Informazione religiosa, al via il I Premio De Carli

Aperte le iscrizioni alla prima edizione del riconoscimento intitolato al vaticanista e responsabile della struttura Rai Vaticano scomparso due anni fa, riservato ai giornalisti ma anche a laureati e ricercatori di Antonella Pilia

Il sito dell’associazione Giuseppe De Carli

A due anni dalla scomparsa del vaticanista e responsabile di Rai Vaticano, prende il via la prima edizione del premio nazionale “Giuseppe De Carli”, istituito dall’associazione che ne porta il nome. Un riconoscimento che intende mantenere viva la memoria di De Carli, riservato a giornalisti, laureati e ricercatori operanti nell’ambito dell’informazione religiosa.
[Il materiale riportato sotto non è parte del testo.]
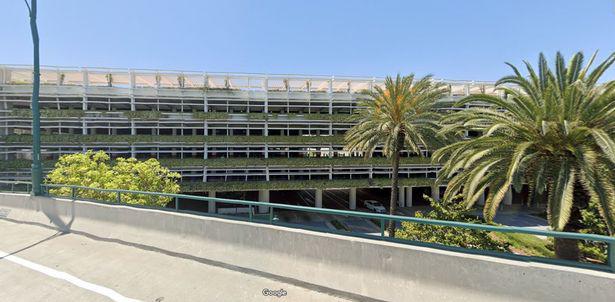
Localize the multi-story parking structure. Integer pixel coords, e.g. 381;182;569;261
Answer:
0;65;516;211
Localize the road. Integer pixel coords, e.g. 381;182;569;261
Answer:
0;219;352;302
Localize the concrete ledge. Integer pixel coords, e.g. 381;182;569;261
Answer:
0;194;615;301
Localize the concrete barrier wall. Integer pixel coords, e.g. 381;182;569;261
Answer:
0;194;615;301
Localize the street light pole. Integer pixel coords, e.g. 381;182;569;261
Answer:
24;0;43;196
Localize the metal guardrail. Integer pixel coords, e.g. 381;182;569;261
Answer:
0;180;32;193
0;181;615;273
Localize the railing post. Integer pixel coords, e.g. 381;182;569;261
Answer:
606;242;615;273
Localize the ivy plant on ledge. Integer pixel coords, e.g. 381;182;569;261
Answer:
3;134;343;145
0;157;431;170
192;112;359;123
180;178;435;192
123;111;162;120
10;109;85;118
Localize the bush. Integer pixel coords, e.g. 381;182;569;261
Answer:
395;196;508;252
46;150;180;207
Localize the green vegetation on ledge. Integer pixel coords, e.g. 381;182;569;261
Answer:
4;134;343;145
181;178;434;192
0;157;431;170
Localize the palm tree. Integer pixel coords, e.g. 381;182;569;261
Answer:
345;74;447;237
433;52;615;259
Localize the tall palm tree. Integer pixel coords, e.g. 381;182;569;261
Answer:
433;52;615;259
345;74;447;237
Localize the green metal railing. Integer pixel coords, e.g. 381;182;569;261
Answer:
0;181;615;273
0;180;32;193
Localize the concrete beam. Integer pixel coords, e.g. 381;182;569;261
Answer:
348;188;357;210
207;191;216;214
314;189;322;208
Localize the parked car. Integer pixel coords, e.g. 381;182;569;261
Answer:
363;200;387;213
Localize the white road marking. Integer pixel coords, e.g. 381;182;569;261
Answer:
0;251;139;302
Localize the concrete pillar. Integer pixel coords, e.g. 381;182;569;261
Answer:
397;186;406;208
478;192;485;206
258;190;269;214
406;187;412;207
431;186;440;201
314;189;322;208
504;188;512;206
348;188;357;210
207;191;216;214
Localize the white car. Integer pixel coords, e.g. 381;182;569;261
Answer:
363;200;387;213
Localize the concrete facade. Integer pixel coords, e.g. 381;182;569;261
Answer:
0;194;615;301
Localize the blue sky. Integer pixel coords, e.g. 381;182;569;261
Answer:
0;0;615;80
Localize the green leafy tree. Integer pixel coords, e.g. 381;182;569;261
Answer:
395;196;508;252
46;150;180;207
433;52;615;259
345;75;447;237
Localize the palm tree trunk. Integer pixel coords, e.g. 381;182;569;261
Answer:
553;181;589;261
387;135;404;237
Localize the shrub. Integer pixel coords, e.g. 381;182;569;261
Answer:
46;150;180;207
395;196;508;251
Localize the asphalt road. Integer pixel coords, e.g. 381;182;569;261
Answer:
0;219;354;302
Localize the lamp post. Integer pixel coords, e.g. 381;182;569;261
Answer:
24;0;43;196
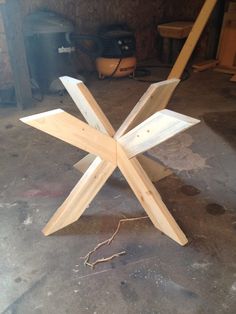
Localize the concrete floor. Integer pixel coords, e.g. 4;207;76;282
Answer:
0;70;236;314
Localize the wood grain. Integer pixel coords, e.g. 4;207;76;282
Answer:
20;109;116;165
117;109;200;158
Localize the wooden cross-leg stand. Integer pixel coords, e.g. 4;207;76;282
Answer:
21;77;199;245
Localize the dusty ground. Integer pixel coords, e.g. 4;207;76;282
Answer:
0;70;236;314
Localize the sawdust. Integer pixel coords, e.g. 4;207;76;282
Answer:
150;133;209;171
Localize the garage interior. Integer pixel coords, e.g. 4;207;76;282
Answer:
0;0;236;314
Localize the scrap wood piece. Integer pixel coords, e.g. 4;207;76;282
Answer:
192;59;219;72
81;216;148;268
168;0;217;79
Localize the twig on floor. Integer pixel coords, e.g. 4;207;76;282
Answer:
81;216;148;268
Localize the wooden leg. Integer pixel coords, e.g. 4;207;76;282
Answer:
74;154;172;182
43;157;116;236
117;144;188;245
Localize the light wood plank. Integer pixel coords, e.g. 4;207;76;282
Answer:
117;145;188;245
74;154;172;182
60;76;115;136
20;109;116;165
168;0;217;79
117;109;200;158
43;157;116;236
217;12;236;67
115;79;180;138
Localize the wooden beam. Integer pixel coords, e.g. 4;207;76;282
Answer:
60;76;115;136
74;154;172;182
117;109;200;158
115;79;180;138
1;0;34;109
42;157;116;236
20;109;116;165
117;144;188;245
168;0;217;79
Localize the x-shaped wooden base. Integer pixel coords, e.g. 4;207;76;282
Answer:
21;77;199;245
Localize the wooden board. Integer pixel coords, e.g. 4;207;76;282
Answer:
20;109;116;164
60;76;115;136
117;109;200;158
43;157;116;235
74;154;172;182
157;21;193;39
115;79;180;138
192;60;219;72
117;145;188;245
217;12;236;67
168;0;217;79
214;65;236;74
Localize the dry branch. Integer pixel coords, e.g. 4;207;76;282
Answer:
81;216;148;268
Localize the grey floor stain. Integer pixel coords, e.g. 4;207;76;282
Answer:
180;185;200;196
206;203;225;216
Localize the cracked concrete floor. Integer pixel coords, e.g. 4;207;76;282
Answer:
0;70;236;314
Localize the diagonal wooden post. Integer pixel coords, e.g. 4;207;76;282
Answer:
21;78;199;245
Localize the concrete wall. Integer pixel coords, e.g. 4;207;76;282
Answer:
0;0;225;87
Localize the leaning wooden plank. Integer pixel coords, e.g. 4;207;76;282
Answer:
217;12;236;67
115;79;180;138
60;76;115;136
214;65;236;74
43;157;116;236
20;109;116;164
117;144;188;245
168;0;217;79
192;59;219;72
117;109;200;158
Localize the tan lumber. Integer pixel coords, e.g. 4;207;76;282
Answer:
117;109;200;158
214;65;236;74
74;78;180;177
74;154;96;173
192;59;219;72
21;109;116;165
157;21;193;39
21;76;198;245
43;157;116;236
60;76;115;136
74;154;172;182
117;144;188;245
115;79;180;138
168;0;217;79
217;12;236;67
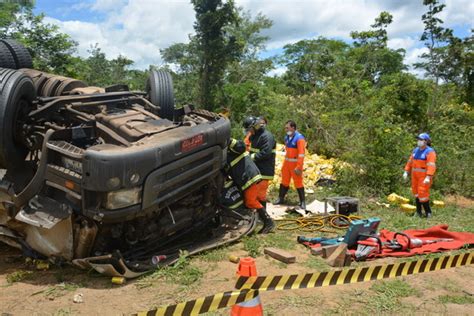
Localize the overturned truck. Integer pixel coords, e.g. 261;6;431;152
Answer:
0;40;256;277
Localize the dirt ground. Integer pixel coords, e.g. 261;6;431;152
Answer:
0;238;474;315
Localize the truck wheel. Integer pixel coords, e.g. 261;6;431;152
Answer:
0;41;16;69
0;68;36;169
146;70;174;121
2;39;33;69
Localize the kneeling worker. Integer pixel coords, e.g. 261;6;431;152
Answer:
227;139;275;234
275;120;306;210
244;116;276;232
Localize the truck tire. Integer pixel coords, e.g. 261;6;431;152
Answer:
40;75;66;97
146;70;174;121
2;39;33;69
0;68;36;169
0;41;16;69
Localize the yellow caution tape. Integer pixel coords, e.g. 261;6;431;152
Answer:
135;252;474;316
236;253;474;291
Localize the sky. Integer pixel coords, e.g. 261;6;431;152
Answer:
35;0;474;74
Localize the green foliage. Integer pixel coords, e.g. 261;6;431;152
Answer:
0;2;77;75
367;280;419;313
351;11;393;47
6;270;33;284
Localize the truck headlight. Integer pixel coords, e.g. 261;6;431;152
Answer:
105;187;142;210
61;157;82;174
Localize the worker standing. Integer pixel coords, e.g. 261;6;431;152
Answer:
226;139;275;234
246;117;276;233
275;120;306;210
243;116;257;151
403;133;436;218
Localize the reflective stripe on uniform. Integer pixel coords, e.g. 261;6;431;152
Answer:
230;152;249;167
242;174;262;191
237;295;262;307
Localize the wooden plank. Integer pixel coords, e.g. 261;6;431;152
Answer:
263;247;296;263
326;242;347;267
311;247;323;256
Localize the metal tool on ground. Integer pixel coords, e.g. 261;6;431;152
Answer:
383;233;454;251
296;236;344;246
324;196;359;216
354;233;454;261
230;257;263;316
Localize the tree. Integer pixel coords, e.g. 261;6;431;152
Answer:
351;11;406;83
415;0;453;85
192;0;242;110
0;2;77;75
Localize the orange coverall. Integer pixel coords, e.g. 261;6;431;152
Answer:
405;146;436;203
281;131;306;189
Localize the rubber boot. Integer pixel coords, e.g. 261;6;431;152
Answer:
257;208;275;234
414;198;423;217
423;201;433;218
296;188;306;210
273;184;289;205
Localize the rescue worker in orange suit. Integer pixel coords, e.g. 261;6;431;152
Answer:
244;117;276;233
403;133;436;218
275;120;306;210
243;116;257;151
226;139;275;234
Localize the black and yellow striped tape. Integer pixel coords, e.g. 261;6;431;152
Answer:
137;252;474;316
235;253;474;291
136;290;258;316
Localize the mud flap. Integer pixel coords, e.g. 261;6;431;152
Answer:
25;217;73;261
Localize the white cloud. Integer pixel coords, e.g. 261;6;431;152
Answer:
45;0;194;69
46;0;474;68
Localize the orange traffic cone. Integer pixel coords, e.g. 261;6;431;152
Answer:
230;257;263;316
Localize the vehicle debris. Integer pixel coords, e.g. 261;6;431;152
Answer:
0;39;256;278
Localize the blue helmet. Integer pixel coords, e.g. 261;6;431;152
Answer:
416;133;431;141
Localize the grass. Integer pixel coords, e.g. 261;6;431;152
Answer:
302;256;331;271
31;282;82;299
135;252;205;289
438;295;474;305
198;247;229;262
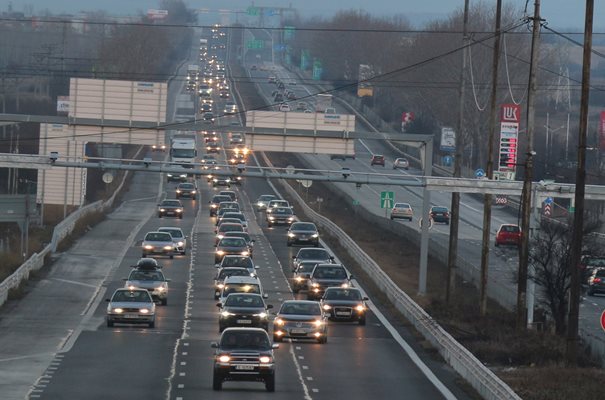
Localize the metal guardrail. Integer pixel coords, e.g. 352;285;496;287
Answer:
262;153;521;400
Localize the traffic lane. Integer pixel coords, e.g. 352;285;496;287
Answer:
170;180;312;400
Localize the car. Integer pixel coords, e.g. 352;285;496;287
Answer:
176;182;197;200
105;289;155;328
267;207;295;227
391;203;414;221
218;190;237;201
211;328;279;392
208;194;231;217
141;231;175;259
158;200;184;219
216;293;273;332
214;237;250;264
370;154;384;167
223;211;248;230
158;226;187;255
429;206;450;225
393;157;410;169
273;300;328;343
494;224;521;247
151;144;166;151
320;287;369;325
212;268;256;300
265;199;290;213
291;261;317;293
307;264;351;300
254;194;277;211
586;268;605;296
287;222;319;247
292;247;334;271
124;268;170;306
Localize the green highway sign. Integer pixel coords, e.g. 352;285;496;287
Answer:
380;192;395;208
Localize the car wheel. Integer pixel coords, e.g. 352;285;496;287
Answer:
265;372;275;392
212;372;223;390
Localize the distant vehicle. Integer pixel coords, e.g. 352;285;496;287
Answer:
429;206;450;225
287;222;319;247
391;203;414;221
141;232;175;259
106;289;155;328
273;300;328;343
393;158;410;169
320;287;369;325
495;224;521;247
211;328;279;392
370;154;384;167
I giornalisti potranno partecipare inviando articoli o servizi apparsi su testate nazionali, internazionali o locali della carta stampata, on-line, di radio e televisione. Gli articoli dovranno affrontare il tema dell’informazione religiosa nei suoi diversi aspetti e declinazioni ed essere prodotti tra il 1° gennaio 2012 e il 30 marzo 2013. La consegna dei lavori è fissata al 31 marzo 2013.

Nell’ambito universitario, invece, possono presentare domanda i laureati e i dottori di ricerca che, negli anni accademici 2010/2011 e 2011/2012, abbiano discusso una tesi di laurea magistrale o specialistica, licenza o dottorato presso le università pubbliche, private o pontificie. Ma la vera novità del premio consiste nell’accoglienza delle domande provenienti, a grande richiesta, dagli studenti degli Istituti di scienze religiose. Così ha stabilito l’Associazione culturale “Giuseppe De Carli”, fondata da alcuni colleghi del giornalista scomparso, che tra i suoi scopi si propone di promuovere la formazione nel giornalismo religioso.

Sull’esempio di Giuseppe De Carli, il premio infatti intende sensibilizzare, promuovere e premiare «un giornalismo e una ricerca universitaria – si legge in una nota – improntati alla professionalità, serietà, rispetto della deontologia e alla passione per questo particolare tipo di informazione». L’iniziativa è promossa in collaborazione con il dipartimento di Comunicazione e ricerca sociale della Sapienza, con la Pontificia Università della Santa Croce e la Pontificia Facoltà Teologica “San Bonaventura”. Gode inoltre del patrocinio del Consiglio regionale del Lazio e della Provincia di Roma, di Rai Vaticano, dell’Ordine nazionale dei giornalisti, della Federazione nazionale stampa italiana, dell’Unione cattolica stampa italiana e del Parco nazionale della Pace di Sant’Anna di Stazzema. Il Regolamento completo è disponibile sul sito dell’associazione.